"Nous avons trouvé 29 substances préoccupantes dans les produits solaires"

L'association WECF France a dénombré 29 substances qu'elle juge problématiques dans les produits solaires pour enfants. Elle appelle à l’interdiction des substances "extrêmement préoccupantes" (perturbateurs endocriniens, nanoparticules et substances parfumantes établies comme allergènes par contact).

Pour prévenir les cancers de la peau, l'application d'une crème solaire s'impose avant une exposition au soleil. © AFP

Pour en parler, Elisabeth Ruffinengo, responsable plaidoyer santé-environnement de l'association WECF France et Isabelle Rousseau, dermatologue et membre du bureau du Syndicat national des dermatologues-vénérologues, étaient les invitées d'Arthur de Laborde le 5 août 2020 dans "Sud Radio Midi", à retrouver du lundi au vendredi à 12h10.

 

"On veut faire évoluer la réglementation pour encore mieux se protéger"
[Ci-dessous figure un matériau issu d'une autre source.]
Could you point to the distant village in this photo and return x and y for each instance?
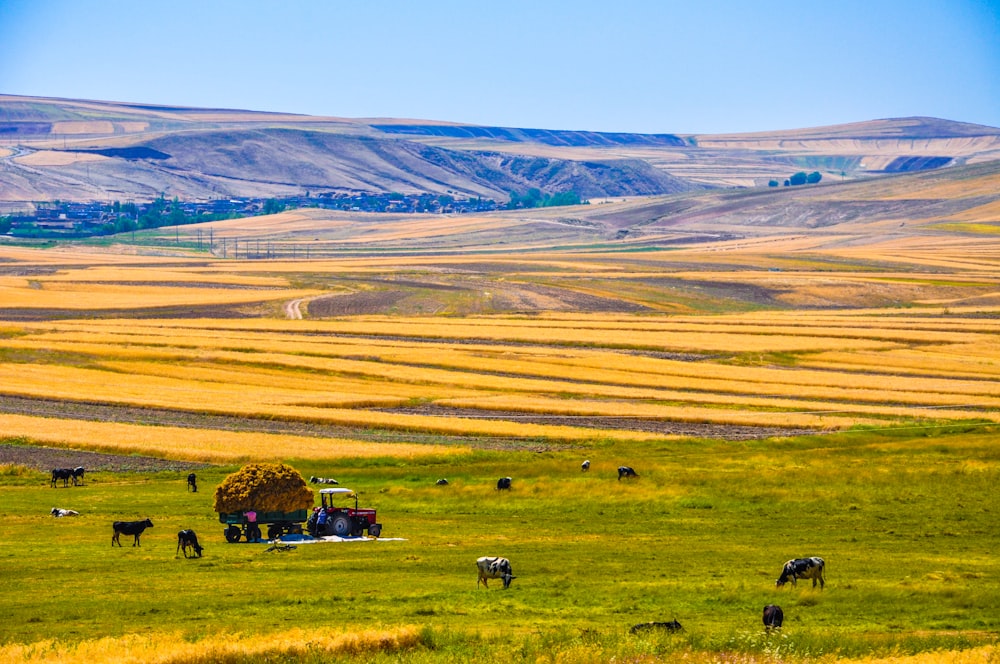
(71, 219)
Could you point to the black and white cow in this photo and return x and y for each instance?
(773, 617)
(133, 528)
(802, 568)
(64, 474)
(493, 567)
(626, 472)
(185, 539)
(57, 512)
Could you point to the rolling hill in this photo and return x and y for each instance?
(89, 150)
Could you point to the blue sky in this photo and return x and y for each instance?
(696, 66)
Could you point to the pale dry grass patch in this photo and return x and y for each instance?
(206, 445)
(175, 648)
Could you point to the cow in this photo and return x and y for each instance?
(492, 567)
(672, 626)
(625, 471)
(185, 539)
(133, 528)
(323, 480)
(56, 512)
(773, 617)
(802, 568)
(64, 474)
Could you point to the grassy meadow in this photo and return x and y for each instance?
(785, 395)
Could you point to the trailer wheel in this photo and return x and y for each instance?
(341, 525)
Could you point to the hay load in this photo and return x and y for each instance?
(264, 487)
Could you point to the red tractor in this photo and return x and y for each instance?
(329, 519)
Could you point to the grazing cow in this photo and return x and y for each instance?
(59, 512)
(323, 480)
(492, 567)
(802, 568)
(133, 528)
(185, 539)
(625, 471)
(64, 474)
(672, 626)
(773, 617)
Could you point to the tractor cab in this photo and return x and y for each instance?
(336, 516)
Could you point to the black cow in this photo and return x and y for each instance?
(64, 474)
(672, 626)
(185, 539)
(322, 480)
(625, 471)
(802, 568)
(493, 567)
(773, 617)
(133, 528)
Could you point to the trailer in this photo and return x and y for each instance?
(247, 524)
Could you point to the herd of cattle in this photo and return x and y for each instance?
(488, 567)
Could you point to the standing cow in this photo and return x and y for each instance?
(773, 617)
(802, 568)
(133, 528)
(185, 539)
(64, 474)
(492, 567)
(626, 472)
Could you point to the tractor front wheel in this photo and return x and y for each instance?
(341, 525)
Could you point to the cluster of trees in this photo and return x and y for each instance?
(535, 198)
(799, 178)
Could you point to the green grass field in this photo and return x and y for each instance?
(906, 520)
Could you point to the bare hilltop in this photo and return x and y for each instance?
(60, 149)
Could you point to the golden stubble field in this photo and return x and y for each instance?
(520, 350)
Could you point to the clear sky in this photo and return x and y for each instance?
(685, 66)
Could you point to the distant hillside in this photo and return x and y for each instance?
(80, 150)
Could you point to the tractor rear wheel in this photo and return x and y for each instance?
(341, 525)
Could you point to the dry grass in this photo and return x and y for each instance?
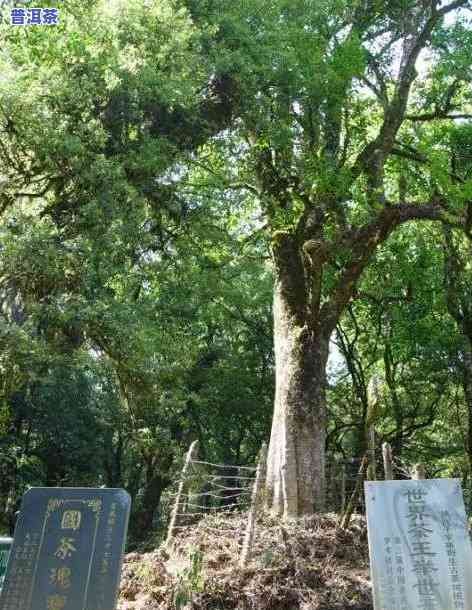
(305, 565)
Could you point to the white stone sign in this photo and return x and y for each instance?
(420, 550)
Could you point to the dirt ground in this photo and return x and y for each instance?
(307, 565)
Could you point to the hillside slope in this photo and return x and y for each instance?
(309, 565)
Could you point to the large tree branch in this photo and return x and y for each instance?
(362, 243)
(371, 159)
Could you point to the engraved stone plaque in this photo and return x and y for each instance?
(67, 550)
(420, 550)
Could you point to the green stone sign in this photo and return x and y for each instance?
(67, 550)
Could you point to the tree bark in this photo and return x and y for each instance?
(296, 460)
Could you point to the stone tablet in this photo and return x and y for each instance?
(67, 550)
(420, 551)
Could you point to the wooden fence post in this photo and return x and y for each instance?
(346, 519)
(371, 469)
(373, 399)
(388, 461)
(418, 472)
(191, 454)
(255, 504)
(343, 487)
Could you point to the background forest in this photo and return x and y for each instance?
(136, 271)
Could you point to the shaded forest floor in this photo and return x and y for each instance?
(308, 565)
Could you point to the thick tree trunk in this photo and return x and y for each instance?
(296, 459)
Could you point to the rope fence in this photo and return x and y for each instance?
(207, 488)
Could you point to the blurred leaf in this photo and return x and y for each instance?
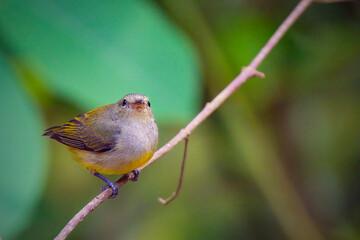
(22, 166)
(94, 52)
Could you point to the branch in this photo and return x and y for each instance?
(246, 73)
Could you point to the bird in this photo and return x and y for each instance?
(117, 138)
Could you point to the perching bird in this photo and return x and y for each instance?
(113, 139)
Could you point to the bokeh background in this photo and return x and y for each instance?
(279, 160)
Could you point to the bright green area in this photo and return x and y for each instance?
(22, 165)
(92, 53)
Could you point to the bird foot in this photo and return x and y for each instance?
(135, 176)
(109, 183)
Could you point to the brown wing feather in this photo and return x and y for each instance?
(78, 134)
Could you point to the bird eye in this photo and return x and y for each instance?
(124, 102)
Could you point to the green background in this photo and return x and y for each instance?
(279, 160)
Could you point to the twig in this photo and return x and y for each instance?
(176, 193)
(210, 107)
(331, 1)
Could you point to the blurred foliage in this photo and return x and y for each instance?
(285, 150)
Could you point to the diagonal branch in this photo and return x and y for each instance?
(210, 107)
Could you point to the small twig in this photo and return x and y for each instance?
(176, 193)
(331, 1)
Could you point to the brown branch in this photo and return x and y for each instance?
(210, 107)
(176, 193)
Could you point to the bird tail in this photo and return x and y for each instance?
(50, 131)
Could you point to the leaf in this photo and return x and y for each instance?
(22, 164)
(95, 52)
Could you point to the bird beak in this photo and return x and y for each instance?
(139, 105)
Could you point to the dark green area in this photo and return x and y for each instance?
(279, 160)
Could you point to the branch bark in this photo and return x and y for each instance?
(246, 73)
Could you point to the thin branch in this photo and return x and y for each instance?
(331, 1)
(176, 193)
(210, 107)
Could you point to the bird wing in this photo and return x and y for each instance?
(86, 132)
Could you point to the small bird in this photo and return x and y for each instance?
(116, 138)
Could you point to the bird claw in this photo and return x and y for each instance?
(135, 176)
(113, 187)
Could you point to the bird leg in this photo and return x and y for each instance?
(109, 183)
(135, 176)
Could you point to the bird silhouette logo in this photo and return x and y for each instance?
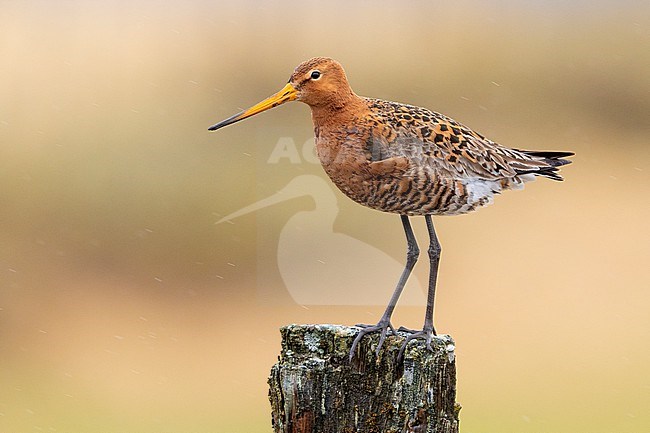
(314, 261)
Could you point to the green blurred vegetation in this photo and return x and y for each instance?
(124, 308)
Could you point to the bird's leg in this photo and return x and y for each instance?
(384, 324)
(428, 331)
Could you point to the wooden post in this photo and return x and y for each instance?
(314, 388)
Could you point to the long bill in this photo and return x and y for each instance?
(288, 93)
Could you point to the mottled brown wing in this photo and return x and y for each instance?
(436, 142)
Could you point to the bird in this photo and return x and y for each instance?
(309, 256)
(406, 160)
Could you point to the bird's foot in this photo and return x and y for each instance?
(426, 334)
(383, 326)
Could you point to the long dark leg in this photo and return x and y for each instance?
(428, 331)
(384, 324)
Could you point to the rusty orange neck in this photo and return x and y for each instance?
(345, 110)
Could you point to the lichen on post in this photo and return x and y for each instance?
(314, 387)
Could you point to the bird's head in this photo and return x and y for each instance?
(318, 82)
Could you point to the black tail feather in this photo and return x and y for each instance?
(553, 159)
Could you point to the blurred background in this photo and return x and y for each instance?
(124, 307)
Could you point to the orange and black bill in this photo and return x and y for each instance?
(288, 93)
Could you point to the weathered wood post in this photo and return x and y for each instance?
(314, 388)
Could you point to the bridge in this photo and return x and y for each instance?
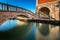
(9, 11)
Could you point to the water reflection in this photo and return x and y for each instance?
(9, 24)
(10, 30)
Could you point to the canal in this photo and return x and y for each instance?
(10, 30)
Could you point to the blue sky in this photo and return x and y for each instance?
(28, 4)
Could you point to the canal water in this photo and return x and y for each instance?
(10, 31)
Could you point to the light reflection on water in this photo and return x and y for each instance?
(9, 24)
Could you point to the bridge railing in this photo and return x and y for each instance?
(8, 7)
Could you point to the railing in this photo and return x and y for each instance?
(7, 7)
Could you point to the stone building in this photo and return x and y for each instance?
(47, 10)
(48, 7)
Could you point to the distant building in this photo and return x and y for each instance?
(48, 7)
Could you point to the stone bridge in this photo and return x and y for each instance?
(8, 11)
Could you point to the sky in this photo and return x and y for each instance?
(28, 4)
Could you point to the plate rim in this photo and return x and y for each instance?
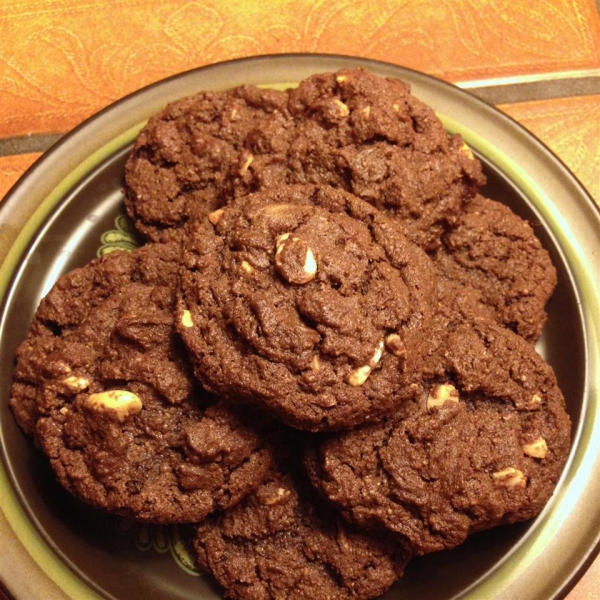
(31, 179)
"Nous avons acheté différents produits solaires pour enfants. Parmi eux, 71 contenaient des ingrédients préoccupants, au nombre de 29, dont 10 qui nous inquiètent particulièrement et que nous avons classés extrêmement préoccupants. Ce sont des substances qui ont des propriétés de perturbation endocrinienne, de perturbation du système hormonal. Il y a aussi des substances qui sont préoccupantes pour les environnements aquatiques ou cancérogènes comme le dioxyde de titane nanoparticulaire. Il va y avoir des effets graves sur la santé à long terme si les enfants sont exposés.

Les perturbateurs endocriniens ne sont actuellement pas réglementés dans les produits solaires. La Commission européenne le sait d’ailleurs, puisqu’elle en a identifié 28. Certains d’entre eux ont été désignés comme prioritaires, c’est-à-dire qu’ils seront réglementés très prochainement. On veut accélérer le mouvement, faire évoluer la réglementation pour encore mieux se protéger", a déclaré Elisabeth Ruffinengo, responsable plaidoyer santé-environnement de l’association WECF France.

"Le danger, c’est surtout d’exposer des enfants au soleil sans crème"

Isabelle Rousseau, dermatologue et membre du bureau du Syndicat national des dermatologues-vénérologues, n’est pas du même avis. "Une crème cosmétique, c’est quelque chose qui reste à la surface de la peau, qui ne rentre pas dans la peau (sauf si la peau est abîmée). La législation européenne sur les cosmétiques est la plus stricte au monde. Des perturbateurs endocriniens, il n’y en a plus aujourd’hui dans les crèmes solaires. Les nanoparticules, c’est noté sur les tubes. Je pense qu’il faut arrêter un petit peu ça.

Le danger, c’est surtout que les enfants qu’on expose au soleil sans crème développent des cancers de la peau plus tard. Les enfants, surtout les jeunes enfants, on ne les expose pas au soleil. On les sort le matin et en fin de journée uniquement et on leur met un T-shirt et un chapeau."